Without dialogue between enemies, that moment would have never occurred.
This stands in stark contrast to frequent calls from various Republicans to just give up on diplomacy. For example, the phrase “America doesn’t negotiate with terrorists” became an excuse in the early 2000s to forego diplomacy altogether. Even now, some Republicans advocate indefinitely ending dialogue with other leaders and ripping up international treaties. To see them do this while standing in front of Reagan’s Air Force One is especially ironic.
What would Reagan think of the belligerent members of his own party who fly their jingoism like a flag?
He wouldn’t be pleased.
President Reagan was never closed off to diplomacy, and he made this clear as president first by exchanging long letters with Gorbachev and then demonstrating diplomacy publicly with the Geneva summit. Just after the summit, Reagan penned another letter to Gorbachev. In the letter, he wrote:
“I want you to know that I found our meetings of great value. We had agreed to speak frankly, and we did. As a result, I came away from the meeting with a better understanding of your attitudes. I hope you also understand mine a little better. Obviously there are many things on which we disagree, and disagree very fundamentally. But if I understood you correctly, you too are determined to take steps to see that our nations manage their relations in a peaceful fashion. If this is the case, then this is one point on which we are in total agreement — and it is after all the most fundamental one of all.”

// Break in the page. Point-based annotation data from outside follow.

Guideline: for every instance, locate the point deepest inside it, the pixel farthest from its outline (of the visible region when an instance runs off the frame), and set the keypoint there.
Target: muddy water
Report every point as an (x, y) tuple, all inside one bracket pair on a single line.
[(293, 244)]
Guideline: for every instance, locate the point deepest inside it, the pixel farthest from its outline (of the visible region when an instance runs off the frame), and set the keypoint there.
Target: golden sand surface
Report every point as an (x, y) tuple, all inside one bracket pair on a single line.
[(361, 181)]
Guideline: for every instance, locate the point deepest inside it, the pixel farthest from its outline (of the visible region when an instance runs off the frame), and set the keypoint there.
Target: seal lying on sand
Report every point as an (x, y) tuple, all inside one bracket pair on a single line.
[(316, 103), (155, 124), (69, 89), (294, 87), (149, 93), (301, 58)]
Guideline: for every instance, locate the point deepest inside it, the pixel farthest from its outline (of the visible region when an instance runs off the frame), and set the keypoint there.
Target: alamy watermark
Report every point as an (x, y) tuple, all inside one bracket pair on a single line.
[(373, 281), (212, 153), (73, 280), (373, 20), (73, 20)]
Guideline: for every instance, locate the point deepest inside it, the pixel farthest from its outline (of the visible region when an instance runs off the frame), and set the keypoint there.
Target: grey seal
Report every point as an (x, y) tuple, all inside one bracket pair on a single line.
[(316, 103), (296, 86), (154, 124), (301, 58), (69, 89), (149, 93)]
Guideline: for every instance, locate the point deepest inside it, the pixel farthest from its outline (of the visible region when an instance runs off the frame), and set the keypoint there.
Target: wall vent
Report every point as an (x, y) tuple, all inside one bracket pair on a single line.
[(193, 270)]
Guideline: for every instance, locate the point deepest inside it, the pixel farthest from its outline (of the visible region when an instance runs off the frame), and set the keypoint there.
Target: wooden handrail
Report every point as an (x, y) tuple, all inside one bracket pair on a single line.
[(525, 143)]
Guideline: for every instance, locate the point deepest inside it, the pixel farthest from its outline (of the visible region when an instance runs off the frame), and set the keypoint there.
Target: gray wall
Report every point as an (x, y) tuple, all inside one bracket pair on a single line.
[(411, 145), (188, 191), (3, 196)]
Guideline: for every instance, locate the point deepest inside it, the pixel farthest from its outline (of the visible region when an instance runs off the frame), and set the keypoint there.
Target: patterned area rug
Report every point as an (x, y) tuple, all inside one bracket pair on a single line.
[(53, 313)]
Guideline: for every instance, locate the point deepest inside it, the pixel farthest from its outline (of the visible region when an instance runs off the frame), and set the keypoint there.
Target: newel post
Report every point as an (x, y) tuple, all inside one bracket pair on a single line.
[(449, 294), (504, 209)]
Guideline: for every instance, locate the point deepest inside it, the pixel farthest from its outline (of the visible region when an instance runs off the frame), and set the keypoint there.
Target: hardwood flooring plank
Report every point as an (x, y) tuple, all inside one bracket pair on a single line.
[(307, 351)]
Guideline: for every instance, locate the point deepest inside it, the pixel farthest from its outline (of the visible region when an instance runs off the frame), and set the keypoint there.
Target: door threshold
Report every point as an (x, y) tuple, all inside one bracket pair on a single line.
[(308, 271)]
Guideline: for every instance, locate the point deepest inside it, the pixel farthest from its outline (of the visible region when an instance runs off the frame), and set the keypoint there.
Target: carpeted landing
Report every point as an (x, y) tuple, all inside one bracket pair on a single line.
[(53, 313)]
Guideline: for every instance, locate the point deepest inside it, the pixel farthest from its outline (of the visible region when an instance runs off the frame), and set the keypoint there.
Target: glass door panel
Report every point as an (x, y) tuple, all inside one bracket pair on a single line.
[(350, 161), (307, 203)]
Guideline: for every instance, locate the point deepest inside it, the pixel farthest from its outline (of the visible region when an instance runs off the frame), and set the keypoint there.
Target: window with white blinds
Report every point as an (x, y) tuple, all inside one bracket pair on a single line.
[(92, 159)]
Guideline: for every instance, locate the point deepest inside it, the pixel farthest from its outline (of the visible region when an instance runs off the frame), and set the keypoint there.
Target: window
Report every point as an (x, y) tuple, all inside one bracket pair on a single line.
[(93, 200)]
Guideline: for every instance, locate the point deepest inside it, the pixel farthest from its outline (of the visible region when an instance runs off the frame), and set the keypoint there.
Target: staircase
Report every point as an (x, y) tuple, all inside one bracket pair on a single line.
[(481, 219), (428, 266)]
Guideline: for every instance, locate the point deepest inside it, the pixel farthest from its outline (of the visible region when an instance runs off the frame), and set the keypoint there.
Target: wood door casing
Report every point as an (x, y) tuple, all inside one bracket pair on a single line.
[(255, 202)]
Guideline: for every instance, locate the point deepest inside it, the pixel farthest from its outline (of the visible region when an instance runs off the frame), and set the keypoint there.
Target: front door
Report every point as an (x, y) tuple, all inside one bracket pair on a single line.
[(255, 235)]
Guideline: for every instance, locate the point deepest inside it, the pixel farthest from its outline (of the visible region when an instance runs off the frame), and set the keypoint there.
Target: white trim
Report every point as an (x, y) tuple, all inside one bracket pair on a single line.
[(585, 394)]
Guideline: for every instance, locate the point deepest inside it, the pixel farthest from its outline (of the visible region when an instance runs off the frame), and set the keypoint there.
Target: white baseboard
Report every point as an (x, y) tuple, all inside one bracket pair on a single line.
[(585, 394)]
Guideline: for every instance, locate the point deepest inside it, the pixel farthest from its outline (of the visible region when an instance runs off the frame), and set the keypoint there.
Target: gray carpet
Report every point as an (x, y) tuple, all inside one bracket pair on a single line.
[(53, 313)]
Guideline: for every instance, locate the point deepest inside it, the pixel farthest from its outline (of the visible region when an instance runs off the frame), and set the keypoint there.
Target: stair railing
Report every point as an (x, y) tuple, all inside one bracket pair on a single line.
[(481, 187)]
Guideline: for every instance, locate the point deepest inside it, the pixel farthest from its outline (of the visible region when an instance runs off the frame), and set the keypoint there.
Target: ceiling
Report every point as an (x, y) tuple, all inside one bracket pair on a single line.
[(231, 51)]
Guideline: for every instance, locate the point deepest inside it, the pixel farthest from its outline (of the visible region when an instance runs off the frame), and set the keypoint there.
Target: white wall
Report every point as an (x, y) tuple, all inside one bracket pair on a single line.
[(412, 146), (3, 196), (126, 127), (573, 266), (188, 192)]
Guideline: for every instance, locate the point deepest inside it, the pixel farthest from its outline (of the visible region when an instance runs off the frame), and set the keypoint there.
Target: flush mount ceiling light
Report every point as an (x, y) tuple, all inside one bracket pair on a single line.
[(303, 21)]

Reagan was certainly not a pacifist, and I’m not trying to argue that he was. U.S. military involvement during his presidency in, among many other places, Libya, Grenada, and Nicaragua clearly demonstrates this. Reagan believed that the U.S. needed to be militarily strong. You can argue about whether that’s good or bad.
But Reagan’s words — and more importantly, his actions — around the Geneva summit proved that his ultimate aim was peace, and that there’s no better way to get it than diplomacy. The Party of Reagan would do well to remember.